Deciding rationally whether or what to fear is critically important to the quality of our lives and that of the society in which we live. One of our nation’s beauties was its founding upon principles of opportunity, including overcoming loss, injustice, and more through peaceful, lawful processes. In America, we enjoy freedom of choice. We are free to choose to confront fears head on, ignore them, or be ruled by them. We can place our trust in faith, as 1 John 4:18 tells us, "There is no fear in love; instead, perfect love drives out fear, because fear involves punishment. So, the one who fears has not reached perfection in love." Hope, wisdom, trust, love, and faith are surely powerful antidotes to many fears. They offer enough confidence in the future that we might choose to freely set our fears aside.

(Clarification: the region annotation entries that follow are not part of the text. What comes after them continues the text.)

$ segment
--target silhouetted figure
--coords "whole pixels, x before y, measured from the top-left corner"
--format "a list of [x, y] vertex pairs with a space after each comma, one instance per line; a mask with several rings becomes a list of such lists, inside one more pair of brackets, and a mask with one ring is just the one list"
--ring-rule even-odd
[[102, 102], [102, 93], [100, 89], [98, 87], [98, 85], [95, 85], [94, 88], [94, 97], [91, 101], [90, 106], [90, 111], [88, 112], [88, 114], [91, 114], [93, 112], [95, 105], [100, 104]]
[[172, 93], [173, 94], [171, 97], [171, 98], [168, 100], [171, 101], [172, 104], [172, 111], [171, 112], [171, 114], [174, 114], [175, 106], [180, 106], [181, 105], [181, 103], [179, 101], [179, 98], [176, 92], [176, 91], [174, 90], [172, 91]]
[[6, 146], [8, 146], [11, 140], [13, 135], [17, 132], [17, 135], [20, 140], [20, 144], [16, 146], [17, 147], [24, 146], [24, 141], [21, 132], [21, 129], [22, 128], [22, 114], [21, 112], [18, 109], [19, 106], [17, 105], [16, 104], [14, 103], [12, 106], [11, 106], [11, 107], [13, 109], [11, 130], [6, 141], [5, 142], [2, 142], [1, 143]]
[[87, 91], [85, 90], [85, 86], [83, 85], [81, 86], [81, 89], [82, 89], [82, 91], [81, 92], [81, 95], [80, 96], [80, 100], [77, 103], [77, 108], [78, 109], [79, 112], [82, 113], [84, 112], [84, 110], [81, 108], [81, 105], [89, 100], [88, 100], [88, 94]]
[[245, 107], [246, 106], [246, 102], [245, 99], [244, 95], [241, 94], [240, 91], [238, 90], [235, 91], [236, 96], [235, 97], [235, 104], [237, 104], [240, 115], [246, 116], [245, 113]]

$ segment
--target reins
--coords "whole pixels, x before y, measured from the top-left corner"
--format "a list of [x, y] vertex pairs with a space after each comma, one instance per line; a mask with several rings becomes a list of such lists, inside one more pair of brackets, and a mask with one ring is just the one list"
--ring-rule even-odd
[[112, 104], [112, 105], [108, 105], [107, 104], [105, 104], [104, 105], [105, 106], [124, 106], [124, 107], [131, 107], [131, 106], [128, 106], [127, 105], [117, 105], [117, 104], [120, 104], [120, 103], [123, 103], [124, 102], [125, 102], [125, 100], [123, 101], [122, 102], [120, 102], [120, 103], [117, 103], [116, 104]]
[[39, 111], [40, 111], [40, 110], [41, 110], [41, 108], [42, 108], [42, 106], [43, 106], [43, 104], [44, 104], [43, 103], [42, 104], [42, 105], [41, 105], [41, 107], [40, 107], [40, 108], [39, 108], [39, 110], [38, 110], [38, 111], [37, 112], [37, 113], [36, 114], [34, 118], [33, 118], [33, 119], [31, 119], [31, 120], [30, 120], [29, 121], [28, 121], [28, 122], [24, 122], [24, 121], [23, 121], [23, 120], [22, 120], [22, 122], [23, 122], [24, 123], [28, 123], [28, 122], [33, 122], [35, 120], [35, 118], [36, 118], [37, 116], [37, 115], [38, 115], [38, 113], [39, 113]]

But, be no fool; don’t naively and blithely accept the largesse of any government that claims solutions – many false and biased – aimed at supposedly assuaging our fears. We alone are first and foremost charged with guarding our freedom to life, liberty, and the pursuit of happiness. Well-founded, rational thought about the threats before us can give us an edge over the fears and fear mongers that would control our existence. Choose wisely.